Cette déclaration solennelle, c’est celle que se lancent entre eux les « frères » et les « sœurs » de la grande confrérie du quan ho. Déclaration ou défi ? A prendre au sérieux, en tout cas.    

Au printemps et à l’automne, les jeunes des villages de Bac Ninh se livrent à de véritables joutes verbalo-musicales, autrement appelées quan ho. Mais pour pouvoir participer à ces fameuses joutes, les participants, des paysans pour la plupart, doivent répondre à des critères très stricts. N’est pas chanteur de quan ho qui veut ! Qu’on se le dise ! Xuan Mui, ancien « frère », 40 ans de pratique à son actif :

« Il y en a deux groupes de chanteurs. Le premier groupe, qu’on appelle « Le groupe portant des chaussures », doit apprendre par cœur 150 chants-sujets, et 150 chants-réponses. Il doit être capable de répliquer à n’importe lequel de ces chants. Mais il faut savoir qu’un chant comprend de 6 à 8 vers, alors vous imaginer le nombre de vers qu’il faut mémoriser ! Sans compter que nous ne sommes pas de vrais chanteurs. Notre métier, le vrai, c’est de travailler la terre ! Le deuxième groupe, « le groupe aux pieds nus », regroupent les nouveaux chanteurs. Eux, ils ne doivent mémoriser « que » 50 chants-sujets et 50 chants-réponses. »     

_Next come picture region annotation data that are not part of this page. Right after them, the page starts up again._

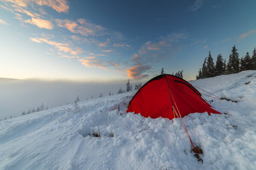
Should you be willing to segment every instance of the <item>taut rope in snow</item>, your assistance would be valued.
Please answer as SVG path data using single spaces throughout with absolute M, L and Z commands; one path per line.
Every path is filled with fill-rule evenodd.
M 214 94 L 212 94 L 211 93 L 209 93 L 209 92 L 208 92 L 208 91 L 205 91 L 205 90 L 204 90 L 202 89 L 201 88 L 198 88 L 198 87 L 197 87 L 197 86 L 196 86 L 195 85 L 193 85 L 193 86 L 194 86 L 194 87 L 196 87 L 196 88 L 199 88 L 199 89 L 200 89 L 200 90 L 202 90 L 203 91 L 205 91 L 205 92 L 206 92 L 206 93 L 208 93 L 208 94 L 211 94 L 212 95 L 212 96 L 215 96 L 216 97 L 217 97 L 217 98 L 219 98 L 219 99 L 219 99 L 219 100 L 221 100 L 221 98 L 220 98 L 220 97 L 218 97 L 218 96 L 215 96 L 215 95 Z M 207 94 L 204 94 L 204 95 L 206 95 L 206 96 L 209 96 L 209 97 L 212 97 L 212 98 L 215 98 L 215 97 L 212 97 L 212 96 L 210 96 L 207 95 Z M 217 99 L 217 98 L 215 98 L 215 99 Z
M 127 99 L 128 99 L 129 97 L 131 97 L 133 94 L 134 94 L 134 93 L 136 93 L 137 91 L 138 91 L 139 90 L 136 91 L 135 92 L 134 92 L 134 93 L 133 93 L 132 94 L 131 94 L 131 95 L 130 95 L 128 97 L 127 97 L 126 99 L 125 99 L 124 100 L 122 101 L 122 102 L 121 102 L 120 103 L 118 103 L 117 104 L 117 105 L 116 105 L 116 106 L 114 107 L 114 108 L 112 109 L 111 110 L 109 110 L 108 111 L 108 113 L 107 113 L 107 114 L 108 114 L 108 113 L 109 112 L 110 112 L 112 110 L 114 110 L 116 107 L 117 107 L 121 103 L 125 101 L 125 100 L 126 100 Z M 125 104 L 122 105 L 121 106 L 122 106 L 123 105 L 124 105 Z

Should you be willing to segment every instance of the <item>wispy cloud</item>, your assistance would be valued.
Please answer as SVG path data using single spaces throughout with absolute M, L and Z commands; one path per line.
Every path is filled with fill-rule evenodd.
M 119 66 L 119 64 L 116 62 L 99 60 L 95 57 L 87 57 L 79 59 L 78 61 L 86 67 L 99 68 L 105 70 Z
M 191 11 L 195 11 L 200 9 L 204 3 L 205 0 L 195 0 L 194 4 L 189 7 L 188 10 Z
M 72 47 L 67 43 L 62 43 L 55 41 L 50 41 L 44 38 L 29 38 L 32 41 L 35 42 L 41 43 L 44 42 L 50 45 L 54 45 L 55 48 L 58 50 L 58 54 L 62 56 L 66 56 L 67 55 L 67 54 L 68 54 L 70 57 L 68 58 L 79 58 L 77 56 L 77 54 L 83 52 L 83 50 L 81 48 L 78 47 Z
M 66 0 L 5 0 L 5 1 L 21 7 L 27 7 L 29 6 L 33 6 L 35 4 L 41 6 L 47 6 L 58 12 L 67 12 L 69 9 L 67 1 Z
M 3 25 L 9 25 L 10 24 L 8 23 L 7 22 L 6 22 L 6 21 L 4 21 L 3 20 L 1 20 L 0 19 L 0 24 L 3 24 Z
M 107 53 L 110 53 L 112 52 L 113 51 L 112 50 L 102 50 L 102 51 L 105 52 Z
M 127 76 L 131 79 L 138 79 L 148 76 L 147 74 L 154 65 L 168 59 L 179 51 L 180 41 L 186 38 L 185 32 L 173 33 L 161 37 L 154 42 L 148 41 L 142 45 L 131 58 L 133 64 L 126 70 Z
M 255 34 L 256 34 L 256 29 L 252 29 L 249 31 L 247 31 L 239 36 L 239 40 L 241 41 L 243 40 L 245 37 L 249 36 L 250 35 Z
M 104 31 L 106 29 L 97 25 L 87 22 L 83 19 L 79 19 L 76 21 L 67 19 L 56 19 L 55 21 L 57 26 L 60 27 L 66 28 L 73 33 L 80 34 L 84 36 L 103 36 L 105 33 Z
M 52 29 L 53 28 L 53 25 L 50 21 L 43 20 L 39 18 L 32 18 L 31 20 L 27 20 L 24 21 L 26 23 L 29 23 L 35 25 L 41 28 Z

Voilà pour ce qui est de l’apprentissage. Mais comme partout ailleurs il y a les bons et les mauvais élèves, ce qui fait que les chanteurs et les chanteuses sont classés en fonction de leurs capacités.  

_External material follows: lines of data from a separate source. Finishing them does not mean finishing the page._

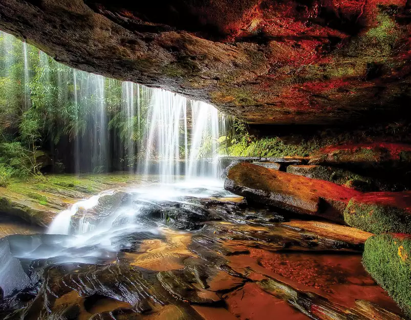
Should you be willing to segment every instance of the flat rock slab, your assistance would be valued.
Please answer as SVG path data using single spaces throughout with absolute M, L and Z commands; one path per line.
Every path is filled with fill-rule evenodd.
M 362 263 L 411 317 L 411 236 L 385 234 L 370 238 L 365 242 Z
M 272 169 L 273 170 L 279 170 L 281 167 L 281 164 L 278 162 L 273 162 L 272 161 L 256 161 L 252 163 L 253 164 L 261 165 L 265 168 Z
M 312 179 L 330 181 L 359 191 L 386 191 L 389 186 L 377 179 L 358 175 L 349 170 L 318 165 L 289 165 L 287 172 Z
M 302 230 L 314 232 L 319 237 L 327 237 L 353 245 L 363 245 L 373 233 L 347 226 L 327 221 L 292 220 L 281 224 Z
M 342 214 L 353 197 L 361 194 L 331 182 L 238 163 L 226 170 L 224 187 L 247 200 L 293 212 L 343 222 Z
M 354 162 L 378 164 L 387 161 L 411 160 L 411 145 L 403 143 L 375 142 L 331 145 L 313 155 L 309 164 Z
M 411 233 L 411 191 L 354 197 L 344 211 L 344 220 L 349 225 L 374 233 Z
M 397 188 L 409 188 L 411 145 L 374 142 L 331 145 L 312 155 L 308 164 L 331 165 L 384 179 Z
M 0 215 L 0 238 L 11 234 L 33 234 L 44 231 L 44 228 L 30 225 L 24 220 Z

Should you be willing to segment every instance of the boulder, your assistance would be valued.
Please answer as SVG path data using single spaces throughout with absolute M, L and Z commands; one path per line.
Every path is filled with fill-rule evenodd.
M 374 233 L 411 233 L 411 191 L 375 192 L 350 200 L 344 220 Z
M 15 294 L 30 284 L 20 261 L 12 254 L 8 239 L 0 239 L 0 288 L 4 297 Z
M 360 191 L 383 191 L 388 187 L 376 179 L 363 177 L 349 170 L 323 165 L 289 165 L 287 172 L 333 182 Z
M 401 190 L 410 187 L 411 145 L 388 142 L 331 145 L 312 155 L 309 164 L 331 165 L 385 178 Z
M 224 187 L 247 200 L 343 222 L 350 199 L 361 193 L 322 180 L 242 163 L 228 167 Z
M 273 170 L 279 170 L 281 167 L 281 164 L 278 162 L 273 162 L 271 161 L 256 161 L 252 163 L 253 164 L 261 165 L 265 168 L 272 169 Z
M 365 269 L 411 317 L 411 236 L 385 234 L 366 242 Z
M 28 199 L 14 199 L 0 195 L 0 212 L 2 212 L 41 227 L 48 226 L 58 213 L 57 210 Z

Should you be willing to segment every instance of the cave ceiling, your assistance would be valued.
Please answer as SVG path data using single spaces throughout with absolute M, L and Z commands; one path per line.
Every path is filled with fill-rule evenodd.
M 410 104 L 409 0 L 2 0 L 57 61 L 256 124 L 348 124 Z

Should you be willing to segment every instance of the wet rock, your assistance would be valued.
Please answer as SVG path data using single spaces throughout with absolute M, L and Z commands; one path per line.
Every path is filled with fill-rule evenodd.
M 293 219 L 290 221 L 282 222 L 282 225 L 288 226 L 293 230 L 301 233 L 305 232 L 312 232 L 317 235 L 319 238 L 328 239 L 329 241 L 334 240 L 342 243 L 350 244 L 353 247 L 361 248 L 365 241 L 373 233 L 327 221 L 312 221 Z
M 408 316 L 411 316 L 411 236 L 386 234 L 365 242 L 362 263 Z
M 140 220 L 143 217 L 148 221 L 161 222 L 177 230 L 198 229 L 204 221 L 219 219 L 213 212 L 194 203 L 173 201 L 162 201 L 155 204 L 135 201 L 134 203 L 140 203 L 142 206 L 140 214 L 137 219 Z
M 383 178 L 399 190 L 409 187 L 411 145 L 388 142 L 330 146 L 311 157 L 309 164 L 331 165 Z M 393 187 L 390 186 L 390 188 Z
M 239 163 L 226 170 L 224 187 L 248 201 L 263 203 L 297 214 L 343 222 L 350 199 L 359 191 L 338 185 Z
M 278 162 L 272 162 L 271 161 L 255 161 L 252 163 L 253 164 L 261 165 L 265 168 L 272 169 L 273 170 L 279 170 L 281 164 Z
M 265 291 L 286 301 L 304 314 L 314 319 L 405 320 L 401 315 L 367 301 L 357 300 L 355 306 L 347 308 L 316 293 L 295 289 L 270 277 L 257 283 Z
M 125 192 L 115 192 L 105 195 L 98 199 L 97 204 L 90 209 L 79 208 L 71 218 L 71 229 L 73 233 L 81 233 L 82 225 L 89 223 L 96 225 L 111 215 L 115 214 L 121 208 L 131 206 L 133 195 Z
M 206 200 L 202 201 L 202 203 L 205 208 L 218 212 L 221 219 L 226 221 L 264 224 L 286 220 L 280 213 L 268 208 L 248 206 L 244 200 L 236 202 Z
M 57 210 L 34 203 L 29 199 L 25 201 L 21 197 L 18 199 L 0 194 L 0 212 L 2 212 L 41 227 L 48 226 L 57 214 Z
M 411 191 L 370 193 L 352 198 L 345 223 L 374 233 L 411 232 Z
M 18 259 L 13 257 L 7 238 L 0 239 L 0 288 L 4 297 L 10 297 L 31 284 Z M 4 302 L 0 302 L 4 304 Z M 6 303 L 7 305 L 7 303 Z
M 43 228 L 28 223 L 23 219 L 4 214 L 0 215 L 0 238 L 11 234 L 32 234 L 44 231 Z
M 389 188 L 388 186 L 377 179 L 363 177 L 340 168 L 322 165 L 290 165 L 288 173 L 304 176 L 311 179 L 330 181 L 359 191 L 380 191 Z

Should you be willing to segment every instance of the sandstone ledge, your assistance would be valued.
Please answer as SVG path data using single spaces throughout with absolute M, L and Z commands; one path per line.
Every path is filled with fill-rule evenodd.
M 342 223 L 353 197 L 361 193 L 317 180 L 243 163 L 226 170 L 224 187 L 247 200 Z

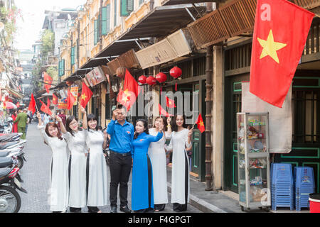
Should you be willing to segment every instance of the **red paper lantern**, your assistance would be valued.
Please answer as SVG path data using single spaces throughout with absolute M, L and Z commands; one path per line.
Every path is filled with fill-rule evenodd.
M 172 69 L 170 70 L 170 75 L 172 77 L 178 78 L 181 77 L 182 74 L 182 70 L 179 67 L 177 67 L 176 66 L 174 67 Z
M 68 86 L 71 86 L 72 84 L 73 84 L 73 81 L 66 81 L 65 83 L 67 84 Z
M 139 77 L 138 80 L 140 83 L 142 83 L 142 84 L 144 84 L 146 83 L 146 77 L 145 77 L 144 75 L 140 76 L 140 77 Z
M 159 83 L 163 83 L 166 80 L 166 74 L 163 72 L 159 72 L 156 75 L 156 79 L 159 81 Z
M 148 77 L 148 78 L 146 78 L 146 82 L 149 84 L 149 85 L 154 85 L 156 84 L 156 78 L 154 78 L 154 77 Z

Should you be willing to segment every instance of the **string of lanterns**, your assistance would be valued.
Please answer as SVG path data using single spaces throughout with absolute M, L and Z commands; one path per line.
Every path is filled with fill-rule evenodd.
M 170 75 L 174 77 L 175 79 L 177 79 L 182 74 L 182 70 L 179 67 L 175 66 L 172 69 L 170 70 L 169 72 Z M 158 73 L 155 77 L 153 76 L 146 77 L 144 75 L 142 75 L 139 77 L 138 81 L 142 84 L 148 84 L 150 86 L 153 86 L 156 84 L 157 82 L 160 83 L 160 84 L 166 81 L 167 77 L 164 72 L 160 72 Z

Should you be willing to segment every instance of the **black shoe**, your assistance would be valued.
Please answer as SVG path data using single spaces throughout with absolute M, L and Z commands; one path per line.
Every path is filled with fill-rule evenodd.
M 120 206 L 120 211 L 124 213 L 131 213 L 131 210 L 129 209 L 128 206 L 126 205 L 125 206 L 121 207 Z
M 111 206 L 110 213 L 117 213 L 117 206 Z

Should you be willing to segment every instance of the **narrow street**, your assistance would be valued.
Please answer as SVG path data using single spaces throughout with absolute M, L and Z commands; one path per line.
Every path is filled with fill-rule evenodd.
M 36 128 L 36 123 L 33 122 L 28 126 L 26 135 L 27 143 L 24 148 L 25 157 L 27 162 L 24 162 L 21 170 L 21 177 L 23 180 L 22 186 L 28 191 L 28 194 L 19 192 L 21 196 L 21 213 L 50 213 L 48 204 L 48 190 L 50 187 L 50 167 L 51 151 L 42 140 Z M 107 168 L 109 172 L 109 168 Z M 109 177 L 109 176 L 108 176 Z M 108 185 L 109 185 L 108 178 Z M 131 176 L 129 181 L 128 201 L 131 208 Z M 169 201 L 170 201 L 170 194 Z M 100 207 L 103 213 L 109 213 L 110 206 Z M 82 212 L 87 212 L 87 208 Z M 119 211 L 119 205 L 118 205 Z M 121 211 L 119 211 L 121 213 Z M 171 213 L 172 204 L 168 204 L 161 213 Z M 186 213 L 201 213 L 194 206 L 188 206 Z

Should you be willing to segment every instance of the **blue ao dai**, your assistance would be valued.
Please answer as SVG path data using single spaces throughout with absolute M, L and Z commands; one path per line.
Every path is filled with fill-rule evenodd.
M 134 140 L 132 209 L 134 211 L 154 208 L 152 167 L 148 155 L 151 142 L 159 141 L 164 134 L 156 136 L 142 133 Z

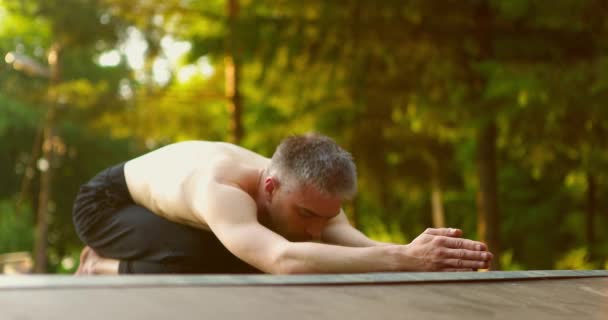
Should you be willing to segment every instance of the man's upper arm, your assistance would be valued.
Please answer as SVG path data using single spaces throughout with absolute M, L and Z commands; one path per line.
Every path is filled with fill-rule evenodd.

« Les chanteurs sont souvent désignés par ordre numérique, en fonction  de leur niveau et de leur expérience. Xuan Mui, toujours. Les meilleurs sont nommés « deuxième frère, deuxième soeur » ; ce sont eux qui chantent la plupart du temps. »  

Une fois cette hiérarchie solidement établie, les chanteurs et les chanteuses peuvent s’adonner à la compétition, qui se divise en trois parties. Xuan Mui :

« Il y a effectivement trois parties : le « giọng lề lối », le « giọng vặt » et le « giọng giã bạn ». La première partie, c’est pour souhaiter la bienvenue, la seconde, pour exalter l’amour et la nostalgie, et la troisième, pour raccompagner les hôtes du jour. »         

Avec le développement des technologies sonores, il n’est pas rare de voir des jeunes « frères » et « soeurs » chanter avec l’aide d’un micro ou d’une bande-son pré-enregistrée, ce qui, pour Xuan Mui, est une véritable hérésie !     

« Il n’y a pas d’orchestre dans le quan ho ! Il y a des couples de chanteurs, c’est tout ! Lorsque l’un chante, l’autre le regarde attentivement pour suivre les vers. Il y en a donc un qui est actif et l’autre qui est passif, mais tous les deux sont importants. Un chanteur se doit de maîtriser les mélodies et les vers, mais son vis-à-vis doit être capable de le suivre parfaitement ! En fait, l’idéal, c’est de se choisir un partenaire dès son plus jeune âge, comme ça, on atteint une symbiose parfaite. Je connaissais un chanteur qui s’appelait Son, qui a arrêté de chanter à la mort de son partenaire. »    

Le quan ho permet donc à des jeunes gens de se rencontrer et de se chanter des vers amoureux en se regardant dans le blanc des yeux. Mais attention, il est interdit aux chanteurs et aux chanteuses de quan ho de s’épouser entre eux !    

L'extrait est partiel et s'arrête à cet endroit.